Les conditions pour bénéficier du versement libératoire en 2026
Ce régime n'est pas accessible à tout le monde. Pour en bénéficier en 2026, votre revenu fiscal de référence (RFR) de 2024 (disponible sur votre avis d'imposition 2025) ne doit pas dépasser :
- 29 315 € pour une personne seule (1 part fiscale)
- 58 630 € pour un couple (2 parts)
- 73 287,50 € pour un couple avec un enfant (2,5 parts)
- 87 945 € pour un couple avec deux enfants (3 parts)
Si vous dépassez ces seuils, vous n'êtes pas éligible au versement libératoire. Le barème progressif s'applique alors d'office.
Bon à savoir
Pour opter pour le versement libératoire, la demande doit être faite auprès de l'URSSAF avant le 30 septembre pour une application l'année suivante. Si vous venez de créer votre micro-entreprise, vous avez jusqu'à la fin du troisième mois suivant votre immatriculation.
Versement libératoire ou barème progressif : lequel est le plus avantageux ?
C'est là que beaucoup d'auto-entrepreneurs se trompent. Le versement libératoire n'est pas toujours avantageux. Tout dépend de votre taux marginal d'imposition (TMI), c'est-à-dire la tranche dans laquelle se situe votre dernier euro de revenu.

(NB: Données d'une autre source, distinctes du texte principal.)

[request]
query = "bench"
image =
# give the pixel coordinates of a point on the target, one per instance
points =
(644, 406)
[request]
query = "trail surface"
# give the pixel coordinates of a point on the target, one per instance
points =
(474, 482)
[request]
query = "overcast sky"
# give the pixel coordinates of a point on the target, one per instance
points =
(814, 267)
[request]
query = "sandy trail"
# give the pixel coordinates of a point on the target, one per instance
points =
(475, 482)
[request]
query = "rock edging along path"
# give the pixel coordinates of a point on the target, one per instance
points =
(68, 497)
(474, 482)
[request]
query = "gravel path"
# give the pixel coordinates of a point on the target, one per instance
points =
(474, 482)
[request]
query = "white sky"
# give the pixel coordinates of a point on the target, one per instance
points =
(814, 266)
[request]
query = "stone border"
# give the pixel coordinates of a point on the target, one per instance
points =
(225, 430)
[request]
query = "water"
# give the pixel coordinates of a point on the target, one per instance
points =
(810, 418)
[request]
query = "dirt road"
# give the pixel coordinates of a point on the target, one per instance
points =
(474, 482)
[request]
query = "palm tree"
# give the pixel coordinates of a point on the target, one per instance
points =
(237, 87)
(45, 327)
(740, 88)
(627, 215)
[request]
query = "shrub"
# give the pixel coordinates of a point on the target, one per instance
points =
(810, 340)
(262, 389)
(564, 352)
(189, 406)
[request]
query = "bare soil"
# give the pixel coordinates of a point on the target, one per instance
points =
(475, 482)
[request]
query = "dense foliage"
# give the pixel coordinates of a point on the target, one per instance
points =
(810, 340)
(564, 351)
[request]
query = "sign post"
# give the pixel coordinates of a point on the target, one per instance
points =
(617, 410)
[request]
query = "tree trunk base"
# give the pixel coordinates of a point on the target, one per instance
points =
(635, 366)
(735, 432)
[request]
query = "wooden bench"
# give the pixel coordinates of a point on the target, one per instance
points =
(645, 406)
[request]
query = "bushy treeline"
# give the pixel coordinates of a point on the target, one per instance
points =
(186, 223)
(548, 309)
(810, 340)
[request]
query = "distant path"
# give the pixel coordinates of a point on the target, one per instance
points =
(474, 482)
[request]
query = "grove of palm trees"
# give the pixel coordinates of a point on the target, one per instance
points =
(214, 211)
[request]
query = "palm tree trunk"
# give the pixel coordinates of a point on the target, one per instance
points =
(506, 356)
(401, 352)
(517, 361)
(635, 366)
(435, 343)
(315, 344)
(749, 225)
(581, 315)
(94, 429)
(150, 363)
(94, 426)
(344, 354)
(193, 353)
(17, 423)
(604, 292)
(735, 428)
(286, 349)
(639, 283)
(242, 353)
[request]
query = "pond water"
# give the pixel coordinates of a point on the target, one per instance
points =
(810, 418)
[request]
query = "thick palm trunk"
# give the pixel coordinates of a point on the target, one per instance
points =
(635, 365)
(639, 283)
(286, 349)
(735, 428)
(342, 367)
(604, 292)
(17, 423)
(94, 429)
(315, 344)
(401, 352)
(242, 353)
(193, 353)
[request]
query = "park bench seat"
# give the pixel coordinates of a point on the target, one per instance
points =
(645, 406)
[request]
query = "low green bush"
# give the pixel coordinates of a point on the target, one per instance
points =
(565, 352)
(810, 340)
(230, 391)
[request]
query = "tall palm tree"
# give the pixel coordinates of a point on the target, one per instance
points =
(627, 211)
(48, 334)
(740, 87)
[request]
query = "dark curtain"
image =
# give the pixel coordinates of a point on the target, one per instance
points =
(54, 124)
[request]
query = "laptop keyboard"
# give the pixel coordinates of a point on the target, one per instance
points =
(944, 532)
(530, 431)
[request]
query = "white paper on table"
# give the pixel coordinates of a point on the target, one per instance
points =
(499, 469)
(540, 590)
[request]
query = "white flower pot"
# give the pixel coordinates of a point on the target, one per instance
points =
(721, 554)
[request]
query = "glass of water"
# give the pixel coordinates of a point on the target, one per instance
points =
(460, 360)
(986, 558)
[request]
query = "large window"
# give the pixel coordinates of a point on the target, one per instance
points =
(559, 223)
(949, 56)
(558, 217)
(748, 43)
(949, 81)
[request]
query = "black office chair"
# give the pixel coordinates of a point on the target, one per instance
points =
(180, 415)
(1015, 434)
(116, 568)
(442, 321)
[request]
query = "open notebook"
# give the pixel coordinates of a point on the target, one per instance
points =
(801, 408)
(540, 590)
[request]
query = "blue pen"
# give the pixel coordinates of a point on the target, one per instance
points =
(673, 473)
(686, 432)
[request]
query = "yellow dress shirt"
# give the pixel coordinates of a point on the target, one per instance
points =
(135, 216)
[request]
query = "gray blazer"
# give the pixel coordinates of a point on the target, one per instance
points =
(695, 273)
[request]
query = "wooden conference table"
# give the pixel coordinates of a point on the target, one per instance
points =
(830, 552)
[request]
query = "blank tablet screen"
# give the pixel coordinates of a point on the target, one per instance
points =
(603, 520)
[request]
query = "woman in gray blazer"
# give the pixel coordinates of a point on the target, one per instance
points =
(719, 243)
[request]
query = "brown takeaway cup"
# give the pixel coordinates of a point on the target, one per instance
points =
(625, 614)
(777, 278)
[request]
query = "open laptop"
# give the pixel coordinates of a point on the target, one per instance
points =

On a fait les calculs pour vous. Voici trois simulations concrètes pour un auto-entrepreneur en BNC :
Simulation 1, Faibles revenus, TMI à 0 %
- Chiffre d'affaires : 15 000 €
- Revenu imposable après l'abattement de 34 % : 9 900 €
- Impôt au barème progressif : 0 € (sous le seuil d'imposition)
- Impôt au versement libératoire : 330 € (15 000 € × 2,2 %)
Barème progressif gagnant de 330 €
Simulation 2, Revenus moyens, TMI à 11 %
- Chiffre d'affaires : 30 000 €
- Revenu imposable après l'abattement de 34 % : 19 800 €
- Impôt au barème progressif : 902 €
- Impôt au versement libératoire : 660 € (30 000 € × 2,2 %)
Versement libératoire gagnant de 242 €
Simulation 3, Revenus élevés, TMI à 30 %
- Chiffre d'affaires : 60 000 €
- Revenu imposable après abattement 34 % : 39 600 €
- Impôt au barème progressif : 4 984 €
- Impôt au versement libératoire : 1 320 € (60 000 € × 2,2 %)
Versement libératoire gagnant de 3 664 €
Bon à savoir
La règle à retenir : le versement libératoire devient souvent avantageux dès que votre taux marginal d'imposition dépasse 11 à 14 %. En dessous, le barème progressif est presque toujours préférable, surtout si vous n'êtes pas imposable.
Levier n°2 : l'ACRE, comment réduire vos cotisations sociales dès le démarrage ?
L'Aide à la Création ou à la Reprise d'une Entreprise (ACRE) est l'un des leviers les plus puissants pour alléger votre charge fiscale en début d'activité. Le principe : vous bénéficiez de cotisations sociales réduites pendant vos premiers mois d'activité.
Qui peut bénéficier de l'ACRE ?
Pour être éligible, vous devez remplir l'une des conditions suivantes au moment de la création de votre micro-entreprise :
- Être demandeur d'emploi indemnisé (allocataire ARE)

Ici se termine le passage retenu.